За эталон белизны принята белизна пластины сернокислого бария. Ослепительная, совершенная, белее, наверное, не бывает. Хайтинский фарфор «погрязнее» этого совершенства всего на 28 процентов, хотя и трудно представить, как удается определить подобное отличие в процентах. Для химика, технолога, заводского рабочего нет ничего удивительного, когда из сыро-серой массы цементного оттенка получается белоснежно-блестящая чашка — для них разительное превращение, происходящее в огненном нутре туннельной печи, понятно, привычно и, возможно, малоинтересно. Но заезжего человека вроде меня всегда будет удивлять это чудо, это технологическое волшебство. Сколько раз бывал я в массозаготовительном цехе, столько раз и недоумевал, не верил: полно, возможно ли из этих камней, завезенных самосвалами в «карманы» — хранилища, пыльных, грязных, невзрачных, как ни дроби их, не смешивай, выжечь, добыть в конце концов фарфор? И ведь понимал всю наивность своих сомнений, и в то же время не мог от них отделаться.
Массозаготовительный цех даже теперь, полностью механизированный, просторный, с современной, сильной вентиляцией, — производство все-таки неуютное, грохочущее, какое-то действительно каменно-холодное. В утробах дробилок так безжалостно «переваривается» камень, что думать об этом почему-то неприятно. Затем в огромных, закрытых, как бы раздувшихся от сытости мешалках готовится масса (точнее, суспензия) и по подземным трубам подается в формовочный цех (для простоты изложения я пропустил фильтр-прессное отделение).
Там веселее и интереснее. Звучно-мягкие шлепки серых колбас из массы о проволоку струнорезок: они режутся на формовочные ломти-заготовки. На полуавтоматах они обретают формы тарелок, тарелочек, чашек, супниц.
Глазуровка — и пламенный, очищающий обжиг: скорее, скорее, не заглядывая в гипсолитейку, не останавливаясь возле бессмертных гончарных кругов на участке ручной формовки, мимо сосредоточенно калящих туннельных печей — на участок выборки, где из шамотных капселей высвобождается только что рожденный, непривычно, младенчески, что ли, белый фарфор. Его уложат в конвейерный ящик, покачивающийся на цепи как зыбка, и, провожая эту дощатую колыбель, попадешь в живописный цех.

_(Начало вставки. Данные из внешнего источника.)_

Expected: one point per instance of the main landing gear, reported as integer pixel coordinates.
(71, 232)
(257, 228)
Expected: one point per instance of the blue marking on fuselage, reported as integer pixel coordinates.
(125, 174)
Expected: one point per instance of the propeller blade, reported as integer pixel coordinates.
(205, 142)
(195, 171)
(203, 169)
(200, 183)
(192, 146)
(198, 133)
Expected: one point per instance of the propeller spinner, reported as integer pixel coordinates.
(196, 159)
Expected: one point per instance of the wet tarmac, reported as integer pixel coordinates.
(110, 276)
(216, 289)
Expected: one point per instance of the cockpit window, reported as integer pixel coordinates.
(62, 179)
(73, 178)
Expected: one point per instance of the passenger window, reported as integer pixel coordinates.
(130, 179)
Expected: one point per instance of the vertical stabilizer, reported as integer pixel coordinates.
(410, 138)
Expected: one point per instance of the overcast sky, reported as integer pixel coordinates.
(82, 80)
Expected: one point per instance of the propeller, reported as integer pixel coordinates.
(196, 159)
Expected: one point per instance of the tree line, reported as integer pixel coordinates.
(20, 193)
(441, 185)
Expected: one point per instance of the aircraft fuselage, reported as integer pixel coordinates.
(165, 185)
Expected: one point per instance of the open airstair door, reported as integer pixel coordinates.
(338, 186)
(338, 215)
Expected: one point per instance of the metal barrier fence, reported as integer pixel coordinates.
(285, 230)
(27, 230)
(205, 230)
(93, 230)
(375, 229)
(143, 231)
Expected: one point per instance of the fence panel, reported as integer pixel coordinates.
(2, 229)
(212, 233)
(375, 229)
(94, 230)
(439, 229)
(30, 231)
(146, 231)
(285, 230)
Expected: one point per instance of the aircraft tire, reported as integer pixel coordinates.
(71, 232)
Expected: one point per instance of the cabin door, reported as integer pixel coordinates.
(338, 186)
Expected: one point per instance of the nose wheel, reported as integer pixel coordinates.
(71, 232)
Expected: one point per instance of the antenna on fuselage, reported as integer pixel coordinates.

Тут вроде бы напрашивается восторженное слово о нем, как о вершине, венце производства, о радостно-птичьих вскриках, которыми перекликается, перезванивается фарфор с фарфором, о праздничных красках — золотых, красных, голубых, — которыми наделяют его склоняющиеся над конвейером живописцы (так именуются рабочие-расписчики). Но удерживает от восторгов простое соображение: без тяжелых, каменных стараний массозаготовительного, без необходимых, но невидных трудов остальных цехов не было бы и этого, красочно-звенящего, праздничного завершения. Впрочем, и в живописном цехе — работа, будничный, плановый смысл которой не менее суров и требователен, чем у любой другой. Работа скорее всего стесняется праздничных эпитетов, как пожилая женщина, редко оставляющая хлопоты-заботы, стесняется гостевого, нарядного платья и с трогательною неловкостью прячет темные, потрескавшиеся руки.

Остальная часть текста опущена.